The biggest influence here was my PhD Supervisor, Neville Meaney, the doyen of Australian diplomatic historians. I did a PhD with Neville here at Sydney University from 1997-2001 which explored how prime ministers from Whitlam to Howard projected a story of Australian nationalism and an understanding of Australia’s place in the world. So, it was an intellectual history of those leaders, where their ideas came from and how they adjusted, or not, to Australia’s changing circumstances in an era when old orthodoxies such as the empire, White Australia, our relations with the indigenous peoples and with Asia, and protectionism, were crumbling. That opened up new interests in Australia’s relations with the world from the late 19th Century down to the present.
The brilliance of Meaney – unlike so many he was a scholar as well as a historian – is that he was untroubled by the demise of the old diplomatic history, recognising that international relations needed anchoring in the broader political culture of the nation, and required more than a faithful account of meetings, cables and policy briefs from the archival coal face.
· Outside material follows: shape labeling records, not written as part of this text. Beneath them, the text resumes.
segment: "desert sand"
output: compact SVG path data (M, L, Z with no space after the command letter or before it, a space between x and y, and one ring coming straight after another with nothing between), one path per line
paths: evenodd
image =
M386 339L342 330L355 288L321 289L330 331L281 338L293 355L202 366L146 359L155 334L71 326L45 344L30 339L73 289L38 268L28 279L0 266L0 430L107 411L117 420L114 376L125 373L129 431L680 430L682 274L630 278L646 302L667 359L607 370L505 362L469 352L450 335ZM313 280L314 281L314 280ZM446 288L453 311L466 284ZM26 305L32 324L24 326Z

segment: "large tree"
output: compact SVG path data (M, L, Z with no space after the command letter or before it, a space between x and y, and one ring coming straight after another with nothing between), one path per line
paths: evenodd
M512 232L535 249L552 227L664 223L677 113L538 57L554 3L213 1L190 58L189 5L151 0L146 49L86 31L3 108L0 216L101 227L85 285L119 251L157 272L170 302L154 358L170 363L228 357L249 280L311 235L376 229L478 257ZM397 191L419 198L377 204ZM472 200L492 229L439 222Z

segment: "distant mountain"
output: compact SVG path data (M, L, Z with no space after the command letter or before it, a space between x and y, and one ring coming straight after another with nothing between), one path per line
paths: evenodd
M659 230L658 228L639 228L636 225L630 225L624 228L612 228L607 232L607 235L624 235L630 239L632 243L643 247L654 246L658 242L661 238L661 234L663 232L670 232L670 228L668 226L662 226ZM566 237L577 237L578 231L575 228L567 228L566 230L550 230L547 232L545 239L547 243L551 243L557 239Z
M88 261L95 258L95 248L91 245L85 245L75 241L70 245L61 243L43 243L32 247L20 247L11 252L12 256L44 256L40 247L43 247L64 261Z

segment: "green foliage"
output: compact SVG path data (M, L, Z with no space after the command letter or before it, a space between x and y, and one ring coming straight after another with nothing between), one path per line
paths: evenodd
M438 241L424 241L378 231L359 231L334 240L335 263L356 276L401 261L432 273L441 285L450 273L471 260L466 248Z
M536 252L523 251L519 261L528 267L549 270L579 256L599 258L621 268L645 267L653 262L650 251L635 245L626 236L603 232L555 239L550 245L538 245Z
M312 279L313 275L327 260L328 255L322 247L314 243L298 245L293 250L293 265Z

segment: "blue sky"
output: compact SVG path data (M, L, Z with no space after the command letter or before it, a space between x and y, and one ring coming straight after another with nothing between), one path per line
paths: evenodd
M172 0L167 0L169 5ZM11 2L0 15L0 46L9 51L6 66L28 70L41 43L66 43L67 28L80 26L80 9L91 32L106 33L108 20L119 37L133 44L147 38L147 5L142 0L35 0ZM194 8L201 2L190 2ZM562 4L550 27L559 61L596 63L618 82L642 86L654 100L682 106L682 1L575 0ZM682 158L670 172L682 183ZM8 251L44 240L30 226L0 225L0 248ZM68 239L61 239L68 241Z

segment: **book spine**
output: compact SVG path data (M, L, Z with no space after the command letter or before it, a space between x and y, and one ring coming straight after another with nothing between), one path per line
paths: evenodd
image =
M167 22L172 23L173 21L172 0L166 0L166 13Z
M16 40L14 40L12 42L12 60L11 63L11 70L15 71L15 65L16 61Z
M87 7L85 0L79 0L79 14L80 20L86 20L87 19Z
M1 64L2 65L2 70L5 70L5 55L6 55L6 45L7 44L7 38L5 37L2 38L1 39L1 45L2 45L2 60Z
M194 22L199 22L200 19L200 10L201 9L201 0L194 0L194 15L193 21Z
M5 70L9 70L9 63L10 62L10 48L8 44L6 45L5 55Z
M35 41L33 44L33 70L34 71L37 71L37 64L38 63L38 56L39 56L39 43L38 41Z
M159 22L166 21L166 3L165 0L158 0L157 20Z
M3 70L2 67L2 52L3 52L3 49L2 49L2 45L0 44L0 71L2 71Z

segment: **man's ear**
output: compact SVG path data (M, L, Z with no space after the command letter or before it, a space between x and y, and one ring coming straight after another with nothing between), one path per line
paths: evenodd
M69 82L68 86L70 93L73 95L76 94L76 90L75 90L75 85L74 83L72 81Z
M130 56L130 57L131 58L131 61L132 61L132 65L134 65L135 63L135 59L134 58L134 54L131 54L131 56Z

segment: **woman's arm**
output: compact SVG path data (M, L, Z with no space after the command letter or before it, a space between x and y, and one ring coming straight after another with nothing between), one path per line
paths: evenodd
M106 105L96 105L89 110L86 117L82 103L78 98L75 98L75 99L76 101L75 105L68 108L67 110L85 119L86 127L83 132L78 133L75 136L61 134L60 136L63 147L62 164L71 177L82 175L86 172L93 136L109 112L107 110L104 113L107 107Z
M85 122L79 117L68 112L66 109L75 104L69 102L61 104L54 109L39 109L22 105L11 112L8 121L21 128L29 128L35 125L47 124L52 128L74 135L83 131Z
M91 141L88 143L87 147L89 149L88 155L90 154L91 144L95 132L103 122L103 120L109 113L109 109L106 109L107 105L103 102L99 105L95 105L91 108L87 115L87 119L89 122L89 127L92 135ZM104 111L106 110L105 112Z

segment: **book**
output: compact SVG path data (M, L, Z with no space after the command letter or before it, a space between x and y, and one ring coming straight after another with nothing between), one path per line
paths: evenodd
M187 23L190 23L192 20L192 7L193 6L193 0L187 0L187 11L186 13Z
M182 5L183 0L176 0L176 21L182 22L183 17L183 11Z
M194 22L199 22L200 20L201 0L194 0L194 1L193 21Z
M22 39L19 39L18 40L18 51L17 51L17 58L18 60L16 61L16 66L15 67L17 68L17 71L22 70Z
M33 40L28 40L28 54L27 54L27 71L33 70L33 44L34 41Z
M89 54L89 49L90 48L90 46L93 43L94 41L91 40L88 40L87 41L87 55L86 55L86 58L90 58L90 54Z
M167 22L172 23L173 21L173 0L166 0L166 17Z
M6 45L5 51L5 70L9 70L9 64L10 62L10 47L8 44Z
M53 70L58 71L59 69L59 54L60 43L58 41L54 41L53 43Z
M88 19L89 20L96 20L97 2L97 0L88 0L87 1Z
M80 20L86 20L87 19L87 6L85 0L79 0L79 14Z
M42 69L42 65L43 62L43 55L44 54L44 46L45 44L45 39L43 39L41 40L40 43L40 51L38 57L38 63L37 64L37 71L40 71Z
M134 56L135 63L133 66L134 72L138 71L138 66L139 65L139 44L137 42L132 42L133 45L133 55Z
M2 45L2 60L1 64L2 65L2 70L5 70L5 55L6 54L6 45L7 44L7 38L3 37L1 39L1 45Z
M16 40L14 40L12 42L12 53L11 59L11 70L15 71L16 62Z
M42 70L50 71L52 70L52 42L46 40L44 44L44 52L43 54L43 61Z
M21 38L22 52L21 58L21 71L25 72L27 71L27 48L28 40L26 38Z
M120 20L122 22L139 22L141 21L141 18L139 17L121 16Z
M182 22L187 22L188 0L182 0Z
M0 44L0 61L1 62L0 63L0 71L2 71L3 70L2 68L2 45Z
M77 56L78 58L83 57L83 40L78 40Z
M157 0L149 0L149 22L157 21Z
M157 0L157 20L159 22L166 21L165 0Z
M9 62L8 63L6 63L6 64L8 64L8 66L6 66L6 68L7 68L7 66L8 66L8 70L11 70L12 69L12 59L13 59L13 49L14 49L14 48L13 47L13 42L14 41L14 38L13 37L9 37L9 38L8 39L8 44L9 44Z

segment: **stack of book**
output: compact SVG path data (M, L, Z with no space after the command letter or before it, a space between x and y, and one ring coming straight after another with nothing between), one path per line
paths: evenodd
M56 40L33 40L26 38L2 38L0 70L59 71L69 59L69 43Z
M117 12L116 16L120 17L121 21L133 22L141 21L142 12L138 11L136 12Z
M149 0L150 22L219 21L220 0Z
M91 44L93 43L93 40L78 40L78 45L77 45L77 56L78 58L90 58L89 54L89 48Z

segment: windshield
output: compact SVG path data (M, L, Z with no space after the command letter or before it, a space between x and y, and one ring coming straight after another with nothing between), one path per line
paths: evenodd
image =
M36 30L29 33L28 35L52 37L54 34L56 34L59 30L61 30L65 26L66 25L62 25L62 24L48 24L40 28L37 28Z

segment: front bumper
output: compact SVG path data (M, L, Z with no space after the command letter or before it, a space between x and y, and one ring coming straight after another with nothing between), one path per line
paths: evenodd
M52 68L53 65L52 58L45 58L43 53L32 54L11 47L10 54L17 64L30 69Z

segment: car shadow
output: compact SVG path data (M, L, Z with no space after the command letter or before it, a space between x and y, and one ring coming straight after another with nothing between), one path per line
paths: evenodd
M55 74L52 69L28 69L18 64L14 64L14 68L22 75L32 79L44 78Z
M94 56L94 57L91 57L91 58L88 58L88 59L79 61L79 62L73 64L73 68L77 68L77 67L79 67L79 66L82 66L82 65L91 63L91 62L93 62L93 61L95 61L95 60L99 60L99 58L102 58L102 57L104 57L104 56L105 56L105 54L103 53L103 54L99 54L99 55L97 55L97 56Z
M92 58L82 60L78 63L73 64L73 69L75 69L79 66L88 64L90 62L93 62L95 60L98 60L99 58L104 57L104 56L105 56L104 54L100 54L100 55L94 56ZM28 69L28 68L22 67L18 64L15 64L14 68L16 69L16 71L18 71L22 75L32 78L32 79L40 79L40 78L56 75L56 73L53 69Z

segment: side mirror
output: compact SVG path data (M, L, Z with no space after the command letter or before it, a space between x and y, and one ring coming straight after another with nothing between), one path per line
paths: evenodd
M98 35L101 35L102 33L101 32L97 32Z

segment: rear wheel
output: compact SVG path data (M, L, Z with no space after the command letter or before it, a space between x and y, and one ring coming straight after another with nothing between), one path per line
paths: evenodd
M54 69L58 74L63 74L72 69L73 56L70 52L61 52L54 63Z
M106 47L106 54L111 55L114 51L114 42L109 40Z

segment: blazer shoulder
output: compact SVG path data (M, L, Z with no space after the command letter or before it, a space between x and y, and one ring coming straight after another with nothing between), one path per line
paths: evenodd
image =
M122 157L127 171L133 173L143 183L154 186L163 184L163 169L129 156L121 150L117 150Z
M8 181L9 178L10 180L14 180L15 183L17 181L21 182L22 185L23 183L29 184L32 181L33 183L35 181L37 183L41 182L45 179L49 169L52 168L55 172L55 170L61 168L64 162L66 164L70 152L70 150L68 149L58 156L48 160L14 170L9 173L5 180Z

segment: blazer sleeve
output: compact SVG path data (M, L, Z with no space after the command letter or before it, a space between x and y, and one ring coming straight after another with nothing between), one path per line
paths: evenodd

And he was sufficiently old-fashioned to believe that the past held out defining themes of significance, that not everything was “contested” or “unstable”, and that the study of politics remains a valuable point of entry into the national psyche.
More to the point, he saw politics and international affairs not as a cul de sac of elite mannerisms, but as an extension of wider social, intellectual and cultural trends, particularly in democratic societies where political leaders are obliged to seek a popular mandate.